A condition subsequent puts an end to a state of things which, but for its happening, would have continued. Dependent or collateral conditions depend upon their mutual fulfilment as in a contract for sale of land where, unless otherwise agreed, the payment of the purchase money is conditional upon the conveyance and vice versa.
Conditions may be imposed by the parties, either expressly or by necessary implication arising our of the construction of the document or agreement, or they may be implied bylaw according to the nature of the transaction.
A peculiarity of conditions precedent is that an illegal or impossible condition will, as a rule and excepting bequests of personalty (Williams on Executors), avoid the obligation which has been entered into, or the estate which has been granted subject to the conditions, but if the condition precedent has been made impossible by the person who imposed it, the condition will generally be disregarded. While a condition subsequent, if illegal or impossible, has, in general, no effect on the existing obligation or estate, see Co. Litt. 206 a, i, or 218 a., also Re Richardson, (1904) 2 Ch 77. Conditions subsequent are almost universally found in connection with leasehold estates or the grant of a rentcharge, such as a condition for non-payment of rent or breach of covenants. A lease determinable upon a condition of this kind will, however, never be determined by the mere happening of the condition if the Court can gather from the document that the parties intended the lease to be voidable only upon entry by the lessor, see LEASES and RENTCHARGES.
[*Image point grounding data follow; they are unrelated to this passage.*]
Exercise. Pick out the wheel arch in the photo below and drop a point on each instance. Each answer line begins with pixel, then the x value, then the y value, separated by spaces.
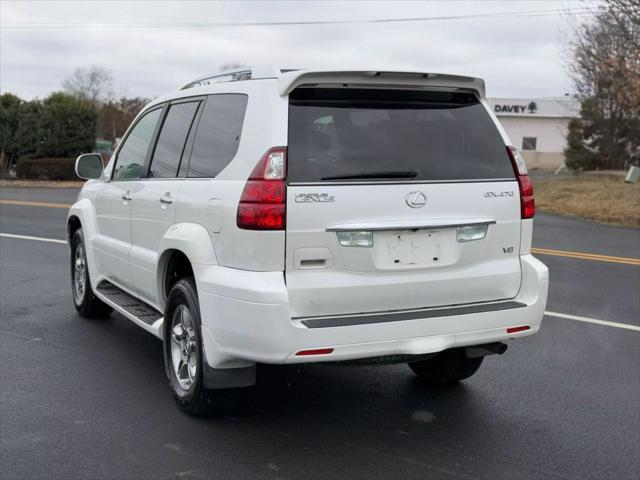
pixel 185 246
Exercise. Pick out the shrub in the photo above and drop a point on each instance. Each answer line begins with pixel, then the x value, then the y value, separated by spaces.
pixel 46 168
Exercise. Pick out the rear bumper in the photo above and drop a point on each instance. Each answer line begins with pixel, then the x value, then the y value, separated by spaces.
pixel 246 318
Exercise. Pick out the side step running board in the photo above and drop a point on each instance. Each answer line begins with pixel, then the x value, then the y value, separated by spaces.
pixel 130 304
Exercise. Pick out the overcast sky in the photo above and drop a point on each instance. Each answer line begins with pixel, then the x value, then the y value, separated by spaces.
pixel 149 52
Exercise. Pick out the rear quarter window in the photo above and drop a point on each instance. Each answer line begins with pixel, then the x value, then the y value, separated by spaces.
pixel 218 134
pixel 430 136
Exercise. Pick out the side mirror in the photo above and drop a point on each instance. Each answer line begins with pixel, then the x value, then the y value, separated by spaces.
pixel 89 166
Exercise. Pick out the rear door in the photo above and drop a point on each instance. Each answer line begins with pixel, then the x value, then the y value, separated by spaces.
pixel 397 199
pixel 154 208
pixel 113 200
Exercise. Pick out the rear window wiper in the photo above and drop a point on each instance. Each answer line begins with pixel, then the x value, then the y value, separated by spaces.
pixel 374 174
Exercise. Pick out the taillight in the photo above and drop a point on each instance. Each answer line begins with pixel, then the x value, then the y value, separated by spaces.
pixel 263 202
pixel 527 202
Condition inherent, such as descends to the heir with the land granted, etc.
Conditions are, likewise, affirmative, which consist of doing an act; negative, which consist of not doing an act; restrictive, for not doing a thing; compulsory, as that the lessee shall pay rent, etc.; single, to do one thing only; copulative, to do divers things; and disjunctive, where one thing of several is required to be done. See Jac. Law Dict.; Shep. Touch. 117; 2 Com. Ding. And see CONDITIONS OF SALE.